DeepSeek AI was in the news worldwide after its launch. It was being compared to global AI models such as ChatGPT and Google Gemini. The very fast emerging Chinese contender was then seen as a threat by America’s Silicon Valley tech companies. The Chinese government declared that DeepSeek AI was based on purely Chinese technologies.
DeepSeek AI was being trained on HUAWEI’s Ascend chips. They stated that such chips would bring the development of AI to the next scale. The physically printed statement said that the company’s technologies are free of any American dependencies. Nothing could be further from the truth.
The engineers working for DeepSeek have now admitted that the HUAWEI chips do not offer reliability. They are unreliable in performance and applicability for scaling training for AI models.
To put this in, low-speed network connections and the absence of tools in support of the software; these considerations have not worked alongside.
According to the engineers, the chips could only help in developing user interfaces but not model training.
To make further advances on DeepSeek’s R2 model, they needed NVDIA chips with the powerful A100 and H100 series. These chips are crucial for sufficiently training models and efficient high-performance computing. DeepSeek AI will not have a legitimate chance to challenge leading global models without these chips.

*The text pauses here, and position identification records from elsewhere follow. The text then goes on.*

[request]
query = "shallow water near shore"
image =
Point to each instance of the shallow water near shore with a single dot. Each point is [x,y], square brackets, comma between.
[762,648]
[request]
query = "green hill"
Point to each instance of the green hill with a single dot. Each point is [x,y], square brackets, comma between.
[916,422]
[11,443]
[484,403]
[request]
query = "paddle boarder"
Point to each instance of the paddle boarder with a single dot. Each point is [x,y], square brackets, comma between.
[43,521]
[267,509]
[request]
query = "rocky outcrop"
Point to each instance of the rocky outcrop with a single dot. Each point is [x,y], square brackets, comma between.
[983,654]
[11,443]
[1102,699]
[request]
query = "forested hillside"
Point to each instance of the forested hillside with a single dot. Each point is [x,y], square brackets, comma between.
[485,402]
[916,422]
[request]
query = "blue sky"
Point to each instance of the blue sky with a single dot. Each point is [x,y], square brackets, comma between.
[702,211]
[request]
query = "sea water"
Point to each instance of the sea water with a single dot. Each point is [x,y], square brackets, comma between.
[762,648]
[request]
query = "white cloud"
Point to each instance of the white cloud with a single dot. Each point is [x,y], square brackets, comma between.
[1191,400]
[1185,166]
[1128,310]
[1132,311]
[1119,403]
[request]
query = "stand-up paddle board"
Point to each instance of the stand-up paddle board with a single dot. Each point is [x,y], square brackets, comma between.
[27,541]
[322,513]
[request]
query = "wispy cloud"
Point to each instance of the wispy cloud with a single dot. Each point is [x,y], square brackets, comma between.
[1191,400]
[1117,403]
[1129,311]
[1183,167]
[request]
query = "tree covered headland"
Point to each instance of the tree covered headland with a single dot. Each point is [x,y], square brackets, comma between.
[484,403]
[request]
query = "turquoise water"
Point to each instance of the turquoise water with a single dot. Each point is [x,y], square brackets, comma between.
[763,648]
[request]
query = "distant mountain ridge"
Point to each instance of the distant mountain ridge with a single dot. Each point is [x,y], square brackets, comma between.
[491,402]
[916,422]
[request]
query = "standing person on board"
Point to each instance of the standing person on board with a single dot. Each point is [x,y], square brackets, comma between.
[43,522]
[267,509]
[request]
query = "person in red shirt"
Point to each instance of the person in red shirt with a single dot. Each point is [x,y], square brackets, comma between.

The restrictions imposed by the US-China trade war now block advanced chips from getting to Chinese businesses; restrictions that were enforced during Donald Trump’s presidency and now threaten to keep tech businesses from emerging. DeepSeek has little prospect of obtaining enough high-performance hardware to move their development forward.
According to reports, DeepSeek has been acquiring NVIDIA chips through shell companies in Singapore and throughout the Middle East. That does not give DeepSeek a reliable supply of chips long-term, and DeepSeek still requires a huge number of NVIDIA chips to maintain and improve their performance.
DeepSeek is also still blocked with the CUDA software ecosystem, which is a prerequisite for rapid AI development. In the absence of CUDA, the performance of DeepSeek’s AI systems declines significantly. This has continued to slow down DeepSeek’s efforts to catch-up with higher order models.